Конвойный ухмыльнулся:

– Бог в помощь, страдалец! – и отошел к остальным обитателям прииска.

Максим тихо плюнул ему вслед:

– Вот же гадина! – Он знал, что Софрон слышит его, и спешил душу излить: – Небось когда надену штаны, он не поленится подойти и палочкой дерьмо мое поворошить, чтобы проверить, не исхитил ли я самородочка, не спрятал ли в кишках, да не обронил ли незадачливо. Эх, понимал бы я его суету, кабы ему какой-никакой процент с добычи шел, а то ведь изгаляется чисто по сути своей гнусной, палаческой. Об одном Господа Бога молю, чтобы Стрекалов, как отправится в путь, именно этого ката взял бы с собой за стражника и кучера. Уж я бы тогда дал воли рукам, уж я бы потешил душеньку!

И тут же Максим, видимо, спохватился, что слишком увлекся ненужными проклятьями, а времени у них с Софроном мало, и спросил:

– Ну что там придумала наша великоумная Марина для помощи бедному Кортесу?

Когда Максим первый раз называл Тати Мариной, а себя Кортесом, Софрон решил было, что кандальник умом сдвинулся. Да и Тати поглядывала не без испуга, хотя она мало чего в жизни боялась. Потом Максим рассказал им про испанца Кортеса, приплывшего в далекую страну Мексику, чтобы разжиться там золотишком, и про тамошнюю туземную девку Марину. То есть ее звали как-то иначе, вовсе язык сломать, чтобы выговорить, но Кортес ее Мариной прозвал, и она была ему верной помощницей до того самого дня, как он покорил-таки всех дикарей и обогател за их счет и за счет их жизней. Ну что ж, некоторое сходство было. Только Марина помогала своему любовнику, а Максим не был любовником Тати, это первое, а второе – Марина весь свой народ во власть испанцам отдала на разграбление. Тати же, хоть и презирала мирных гольдов и чтила из них только род Актанка, имевшего предком того же тигра, что и она, хоть и предпочитала называть себя маньчжуркой, все-таки никому из гольдов не желала зла. Она знала, конечно, что ради достижения их цели придется оставить позади несколько трупов, что обречены погибнуть Акимка, инженер Стрекалов и неведомый пока стражник, но это были те трупы, которые необходимо переступить, чтобы выйти на дорогу к богатой и свободной жизни, которая, в представлении Тати, существовала для русских и их женщин. Такой жизни Тати хотела еще сильней, чем участи маньчжурской царевны, а ведь именно маньчжурской царевной называл ее Максим и, бывало, смеялся, что именно про нее было написано в какой-то книжке, которую он читал аж в самом Санкт-Петербурге много-много лет назад – еще до того, как его забрили в кандальники и отправили на Амур, на прииск Кремневый Ручей, дробить кварц ради того, чтобы отделить от него золото.
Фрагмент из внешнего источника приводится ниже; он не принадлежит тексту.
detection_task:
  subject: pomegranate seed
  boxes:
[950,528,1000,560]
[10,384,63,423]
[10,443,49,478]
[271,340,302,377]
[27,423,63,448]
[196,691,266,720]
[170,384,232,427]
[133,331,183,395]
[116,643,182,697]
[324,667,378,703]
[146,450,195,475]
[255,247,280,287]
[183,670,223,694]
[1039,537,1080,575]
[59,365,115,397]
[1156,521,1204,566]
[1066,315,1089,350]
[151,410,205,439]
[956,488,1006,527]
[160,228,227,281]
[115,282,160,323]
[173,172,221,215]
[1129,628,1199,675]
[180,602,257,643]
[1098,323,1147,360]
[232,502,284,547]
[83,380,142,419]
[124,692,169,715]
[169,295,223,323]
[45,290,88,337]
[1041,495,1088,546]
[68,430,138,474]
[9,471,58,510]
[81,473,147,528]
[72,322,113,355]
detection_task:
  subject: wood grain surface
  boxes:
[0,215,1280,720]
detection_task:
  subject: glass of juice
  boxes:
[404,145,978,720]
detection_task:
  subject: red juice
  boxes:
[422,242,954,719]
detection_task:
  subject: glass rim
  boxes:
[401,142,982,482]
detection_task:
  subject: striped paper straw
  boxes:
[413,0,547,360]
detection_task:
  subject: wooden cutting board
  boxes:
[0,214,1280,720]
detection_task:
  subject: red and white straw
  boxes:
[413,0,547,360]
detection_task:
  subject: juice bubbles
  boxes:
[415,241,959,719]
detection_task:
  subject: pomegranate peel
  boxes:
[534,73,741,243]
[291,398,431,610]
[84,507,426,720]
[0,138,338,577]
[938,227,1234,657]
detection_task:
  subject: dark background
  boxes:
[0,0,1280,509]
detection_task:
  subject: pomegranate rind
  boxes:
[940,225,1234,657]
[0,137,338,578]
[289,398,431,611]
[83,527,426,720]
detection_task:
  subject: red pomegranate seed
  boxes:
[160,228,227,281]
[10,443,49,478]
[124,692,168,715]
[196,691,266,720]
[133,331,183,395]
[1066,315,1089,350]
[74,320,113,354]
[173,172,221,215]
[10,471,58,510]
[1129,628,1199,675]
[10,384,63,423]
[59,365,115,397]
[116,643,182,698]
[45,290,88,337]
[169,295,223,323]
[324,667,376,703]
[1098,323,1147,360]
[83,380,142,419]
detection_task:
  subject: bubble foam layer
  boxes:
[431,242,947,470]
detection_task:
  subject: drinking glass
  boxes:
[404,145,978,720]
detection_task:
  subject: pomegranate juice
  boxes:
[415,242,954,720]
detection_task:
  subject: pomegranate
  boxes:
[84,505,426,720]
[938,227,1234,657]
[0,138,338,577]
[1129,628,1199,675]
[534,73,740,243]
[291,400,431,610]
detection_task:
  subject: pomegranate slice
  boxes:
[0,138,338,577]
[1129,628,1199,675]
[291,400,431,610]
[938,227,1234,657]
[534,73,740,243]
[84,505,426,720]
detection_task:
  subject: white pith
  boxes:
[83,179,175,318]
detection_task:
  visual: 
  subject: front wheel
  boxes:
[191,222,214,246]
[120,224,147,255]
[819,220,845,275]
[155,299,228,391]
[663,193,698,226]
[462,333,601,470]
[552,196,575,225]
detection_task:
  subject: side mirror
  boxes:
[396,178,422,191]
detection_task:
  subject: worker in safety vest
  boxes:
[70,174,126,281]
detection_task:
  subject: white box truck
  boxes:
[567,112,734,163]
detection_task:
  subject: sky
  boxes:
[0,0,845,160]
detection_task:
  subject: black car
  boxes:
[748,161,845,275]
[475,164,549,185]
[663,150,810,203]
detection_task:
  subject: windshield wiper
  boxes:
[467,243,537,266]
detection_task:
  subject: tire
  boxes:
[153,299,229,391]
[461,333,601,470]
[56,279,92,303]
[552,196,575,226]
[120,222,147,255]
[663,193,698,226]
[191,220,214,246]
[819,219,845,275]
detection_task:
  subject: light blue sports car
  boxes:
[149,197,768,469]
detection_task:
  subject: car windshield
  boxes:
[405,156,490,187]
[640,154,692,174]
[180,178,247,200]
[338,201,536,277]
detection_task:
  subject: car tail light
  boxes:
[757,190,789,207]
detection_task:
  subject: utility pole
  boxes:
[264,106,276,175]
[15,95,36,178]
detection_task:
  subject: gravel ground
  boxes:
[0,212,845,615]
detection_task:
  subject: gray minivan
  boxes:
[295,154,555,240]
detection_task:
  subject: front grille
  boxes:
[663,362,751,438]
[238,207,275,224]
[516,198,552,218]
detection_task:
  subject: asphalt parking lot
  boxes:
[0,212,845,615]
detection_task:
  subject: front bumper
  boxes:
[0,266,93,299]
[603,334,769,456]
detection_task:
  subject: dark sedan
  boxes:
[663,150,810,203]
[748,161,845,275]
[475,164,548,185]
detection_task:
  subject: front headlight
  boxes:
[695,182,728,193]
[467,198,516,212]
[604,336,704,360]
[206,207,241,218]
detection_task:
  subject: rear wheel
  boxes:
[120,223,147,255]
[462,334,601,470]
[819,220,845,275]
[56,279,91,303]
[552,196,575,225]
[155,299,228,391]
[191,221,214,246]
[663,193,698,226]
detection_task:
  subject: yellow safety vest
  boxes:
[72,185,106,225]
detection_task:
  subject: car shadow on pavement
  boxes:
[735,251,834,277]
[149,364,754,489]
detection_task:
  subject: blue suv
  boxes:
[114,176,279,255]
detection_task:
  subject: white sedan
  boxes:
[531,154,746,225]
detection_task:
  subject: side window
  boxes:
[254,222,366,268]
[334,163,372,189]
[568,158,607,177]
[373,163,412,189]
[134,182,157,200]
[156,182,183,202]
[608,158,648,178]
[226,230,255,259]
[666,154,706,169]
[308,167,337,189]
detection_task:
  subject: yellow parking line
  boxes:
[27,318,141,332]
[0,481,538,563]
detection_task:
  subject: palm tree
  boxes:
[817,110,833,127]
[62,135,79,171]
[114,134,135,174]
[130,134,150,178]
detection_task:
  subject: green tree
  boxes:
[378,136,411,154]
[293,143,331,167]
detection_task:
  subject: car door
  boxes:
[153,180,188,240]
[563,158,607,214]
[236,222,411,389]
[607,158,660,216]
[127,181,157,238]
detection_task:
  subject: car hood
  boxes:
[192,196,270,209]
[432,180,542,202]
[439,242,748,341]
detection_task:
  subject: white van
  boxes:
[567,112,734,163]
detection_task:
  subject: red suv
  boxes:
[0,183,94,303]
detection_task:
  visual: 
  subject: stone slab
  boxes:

В той книжке рассказывалась история любви какого-то русского – не то разбойника, не то землепроходца, а вернее всего, и того, и другого, – который жил в маньчжурских степях грабительскими набегами, верховодил шайкой таких же удалых сорвиголов, каким был сам, и однажды умудрился исхитить маньчжурскую царевну, которая вместе со свитой и стражей направлялась к своему будущему мужу. Вместо того чтобы выйти за сановного маньчжура, царевна принуждена была стать наложницей атамана, и хоть покорно терпела его ласки, все же смотрела на него с ненавистью. Логовище свое атаман устроил на вершине сопки, которую почитал неприступной, но вот однажды шайка его проснулась и обнаружила, что лагерь обложен огромным маньчжурским войском и из осады можно только на крыльях улететь. Но крыльев ни у кого не было, и, не желая медленно умирать от голода и жажды, разбойники предпочли попытаться прорваться с боем – или погибнуть. Они и погибли – все, кроме атамана, которого потом велел привести к себе маньчжурский военачальник. Ведь именно его невесту некогда похитил русский, и сановник пожелал сам убить его. Но вдруг царевна бросилась к его ногам и стала умолять пощадить ее мужа. Потрясенный военачальник отложил казнь до утра, однако ночью царевна помогла русскому бежать – и с тех пор они не расставались ни на миг, жили в лесу год или два, счастливые лишь своей любовью, до тех пор, пока не погибли оба враз, в один день и даже в одну минуту, убитые огромным камнем, скатившимся со скалы.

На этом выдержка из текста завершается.